Later I spoke with Mrs. Gładka about what I should now do with Hania; I described the relationships in Hania's family to Mrs. Gładka. I could take Hania into my home, but in my home she would not have the necessary care. I could also send her to one of my married sisters, because currently it would not - in my opinion - make any sense to take her to Warsaw. Since she is so attached to the Pająk family, I asked Mrs. Gładka to tell me honestly whether having Hania would cause Mrs. Gładka or her family any difficulties. Mrs. Gładka responded that there was no need to talk about this. It is true that they have less than they had before because of obvious events, but no one is hungry and everyone is well. Hania does not create any difficulties for them and they share everything with her. Who knows where she could regain her strength and health as well as with them, and who knows where she would have access to such healthy food as there with them. I especially would not recommend taking her to the city. Mrs. Gładka herself asks that Hania stay with her until Hania's father returns, and then she will not be able to create any obstacles.
I responded: in that case, from what I see of Hania's attachment to "Auntie" and to the surroundings, I am also of the opinion that it would be best if Hania would stay here until Mr. Wróblewski returns. I myself will not take her to Bielsko. Earlier I was planning to do so because I feared that the Pająk family was having difficulties in caring for Hania, but now, seeing that Hania does not want to leave at all, and given Mrs. Gładka's reassurances that they do not want to get rid of Hania, for now she will have to stay. I will write about this to Warsaw; maybe my son-in-law and his mother will decide on something else. That is where we left it.

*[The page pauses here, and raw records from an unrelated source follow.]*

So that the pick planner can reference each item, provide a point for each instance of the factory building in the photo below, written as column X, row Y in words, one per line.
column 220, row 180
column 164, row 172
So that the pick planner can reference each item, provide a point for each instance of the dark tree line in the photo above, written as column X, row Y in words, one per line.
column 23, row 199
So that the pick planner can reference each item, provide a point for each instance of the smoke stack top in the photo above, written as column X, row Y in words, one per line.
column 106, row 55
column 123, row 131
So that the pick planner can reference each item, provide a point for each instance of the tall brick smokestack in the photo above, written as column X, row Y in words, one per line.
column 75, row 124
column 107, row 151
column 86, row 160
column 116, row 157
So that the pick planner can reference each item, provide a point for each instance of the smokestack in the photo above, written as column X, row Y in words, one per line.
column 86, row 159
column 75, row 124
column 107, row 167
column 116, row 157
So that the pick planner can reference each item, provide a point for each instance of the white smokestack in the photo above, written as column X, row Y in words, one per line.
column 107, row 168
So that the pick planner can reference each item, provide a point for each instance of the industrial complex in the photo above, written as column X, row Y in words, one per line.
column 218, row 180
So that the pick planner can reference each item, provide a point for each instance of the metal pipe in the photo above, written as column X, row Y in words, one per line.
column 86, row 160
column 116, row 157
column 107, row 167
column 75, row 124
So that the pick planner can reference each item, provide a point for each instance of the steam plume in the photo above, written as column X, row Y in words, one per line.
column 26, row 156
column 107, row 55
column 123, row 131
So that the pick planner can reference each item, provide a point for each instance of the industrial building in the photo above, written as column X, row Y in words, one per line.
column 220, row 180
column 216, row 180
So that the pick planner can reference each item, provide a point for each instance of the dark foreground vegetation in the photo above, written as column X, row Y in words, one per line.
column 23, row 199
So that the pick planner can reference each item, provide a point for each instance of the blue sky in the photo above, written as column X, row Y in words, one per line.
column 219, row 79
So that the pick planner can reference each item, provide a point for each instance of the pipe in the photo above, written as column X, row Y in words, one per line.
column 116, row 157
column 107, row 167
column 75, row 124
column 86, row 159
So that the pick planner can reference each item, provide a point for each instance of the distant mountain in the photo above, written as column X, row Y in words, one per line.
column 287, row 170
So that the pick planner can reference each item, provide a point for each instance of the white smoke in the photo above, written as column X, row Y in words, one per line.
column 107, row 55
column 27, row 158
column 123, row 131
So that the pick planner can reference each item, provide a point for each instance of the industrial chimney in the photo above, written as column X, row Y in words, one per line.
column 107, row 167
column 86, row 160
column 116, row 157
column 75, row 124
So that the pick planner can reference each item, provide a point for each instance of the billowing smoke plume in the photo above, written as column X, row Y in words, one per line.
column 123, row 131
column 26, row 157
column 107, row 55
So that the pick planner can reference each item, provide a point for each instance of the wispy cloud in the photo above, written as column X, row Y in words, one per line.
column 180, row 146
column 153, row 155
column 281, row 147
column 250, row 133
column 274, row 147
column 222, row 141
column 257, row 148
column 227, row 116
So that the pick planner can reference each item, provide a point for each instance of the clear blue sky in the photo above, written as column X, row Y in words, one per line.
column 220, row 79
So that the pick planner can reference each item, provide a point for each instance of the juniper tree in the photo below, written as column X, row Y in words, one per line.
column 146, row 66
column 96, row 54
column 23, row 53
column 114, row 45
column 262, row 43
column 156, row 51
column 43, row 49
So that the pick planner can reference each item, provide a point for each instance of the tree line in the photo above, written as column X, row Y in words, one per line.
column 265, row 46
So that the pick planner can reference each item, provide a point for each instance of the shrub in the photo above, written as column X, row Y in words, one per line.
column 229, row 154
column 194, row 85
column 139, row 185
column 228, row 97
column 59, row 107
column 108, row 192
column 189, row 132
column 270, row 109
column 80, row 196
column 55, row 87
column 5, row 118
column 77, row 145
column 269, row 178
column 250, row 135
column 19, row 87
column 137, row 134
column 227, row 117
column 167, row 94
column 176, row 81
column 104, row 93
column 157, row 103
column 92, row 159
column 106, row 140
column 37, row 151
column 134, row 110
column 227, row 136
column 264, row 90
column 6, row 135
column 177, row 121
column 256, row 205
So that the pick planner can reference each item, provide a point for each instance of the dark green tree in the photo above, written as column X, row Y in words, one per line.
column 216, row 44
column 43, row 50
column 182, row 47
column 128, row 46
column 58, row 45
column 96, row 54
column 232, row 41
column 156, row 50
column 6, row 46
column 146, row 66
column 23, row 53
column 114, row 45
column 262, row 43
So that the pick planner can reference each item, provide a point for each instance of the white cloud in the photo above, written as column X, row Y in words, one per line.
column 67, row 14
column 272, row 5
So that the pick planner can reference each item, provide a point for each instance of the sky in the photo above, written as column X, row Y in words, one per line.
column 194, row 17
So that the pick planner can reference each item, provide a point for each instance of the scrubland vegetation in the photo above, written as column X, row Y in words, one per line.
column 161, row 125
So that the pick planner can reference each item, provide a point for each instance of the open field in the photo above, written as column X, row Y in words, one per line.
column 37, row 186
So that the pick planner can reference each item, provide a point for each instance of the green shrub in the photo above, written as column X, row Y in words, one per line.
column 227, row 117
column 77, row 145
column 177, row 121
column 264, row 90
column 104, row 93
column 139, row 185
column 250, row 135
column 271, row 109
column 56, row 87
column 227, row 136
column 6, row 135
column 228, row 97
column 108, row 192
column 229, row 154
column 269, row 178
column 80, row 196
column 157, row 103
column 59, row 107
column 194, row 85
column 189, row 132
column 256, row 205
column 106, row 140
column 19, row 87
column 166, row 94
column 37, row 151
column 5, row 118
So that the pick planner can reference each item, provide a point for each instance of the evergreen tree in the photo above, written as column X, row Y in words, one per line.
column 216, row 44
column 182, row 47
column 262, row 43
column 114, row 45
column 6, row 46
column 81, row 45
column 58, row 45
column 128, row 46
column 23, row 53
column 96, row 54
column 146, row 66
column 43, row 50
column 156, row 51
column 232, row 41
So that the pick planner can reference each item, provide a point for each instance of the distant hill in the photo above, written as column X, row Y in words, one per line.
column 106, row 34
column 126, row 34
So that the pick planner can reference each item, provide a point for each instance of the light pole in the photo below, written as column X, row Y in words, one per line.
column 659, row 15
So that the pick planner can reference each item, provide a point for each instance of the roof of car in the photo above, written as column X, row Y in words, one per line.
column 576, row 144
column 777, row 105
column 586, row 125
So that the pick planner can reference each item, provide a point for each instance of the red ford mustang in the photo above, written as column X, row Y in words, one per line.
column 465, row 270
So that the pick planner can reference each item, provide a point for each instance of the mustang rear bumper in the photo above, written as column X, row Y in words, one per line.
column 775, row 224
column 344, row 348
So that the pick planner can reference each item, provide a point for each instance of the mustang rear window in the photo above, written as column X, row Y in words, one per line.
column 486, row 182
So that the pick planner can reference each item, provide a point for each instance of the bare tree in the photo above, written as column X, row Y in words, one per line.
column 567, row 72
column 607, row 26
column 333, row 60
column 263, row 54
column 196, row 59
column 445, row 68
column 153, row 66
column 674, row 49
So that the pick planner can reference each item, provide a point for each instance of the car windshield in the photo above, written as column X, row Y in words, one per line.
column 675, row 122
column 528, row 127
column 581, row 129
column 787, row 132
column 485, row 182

I tried to talk a lot with Hania, but she was timid; she still thought that I might take her away. When I was leaving, I asked her to walk me through the village, but she did not want to, clearly because of the same concern. She only went when "Auntie" also came with us. Mrs. Gładka told me that when they are alone, Hania sometimes tells her a lot about what it was like in Auschwitz, while rarely speaking of her family.
Now, the whole affair has become louder in the village because that same week Hania received visitors - once it was the parish priest of Great Vistula (Wielka Wisła), another time it was the priest from Brześć, and a few other people came from the towns to which the priest was sent. Father Dobrowolski clearly also received the letter from Andrzej's mom because he informed Mrs. Gładka of Hania's grandmother's address even before I did. I said goodbye to Mrs. Gładka and Hania with happy memories, calm and sure that Hania had landed in the hands of good Polish people and that she was in the best place she could be in. Hania ran to give her regards to her grandma and to Bohdan, saying that she does not want to go to them, that they should come here. She could not remember anything about Uncle Andrzej or Aunt Ola. I promised that I would visit her sometimes, once train travel improved, but I said that I do not know if anyone else will be able to come visit.
That is all about Hania. Decide for yourselves, and notify Mrs. Gładka and me too.
Mrs. Gładka's address is: Małgorzata Gładka, c/o Mr. Józef Pająk in Poręba, Number 26. outside Pszczyna.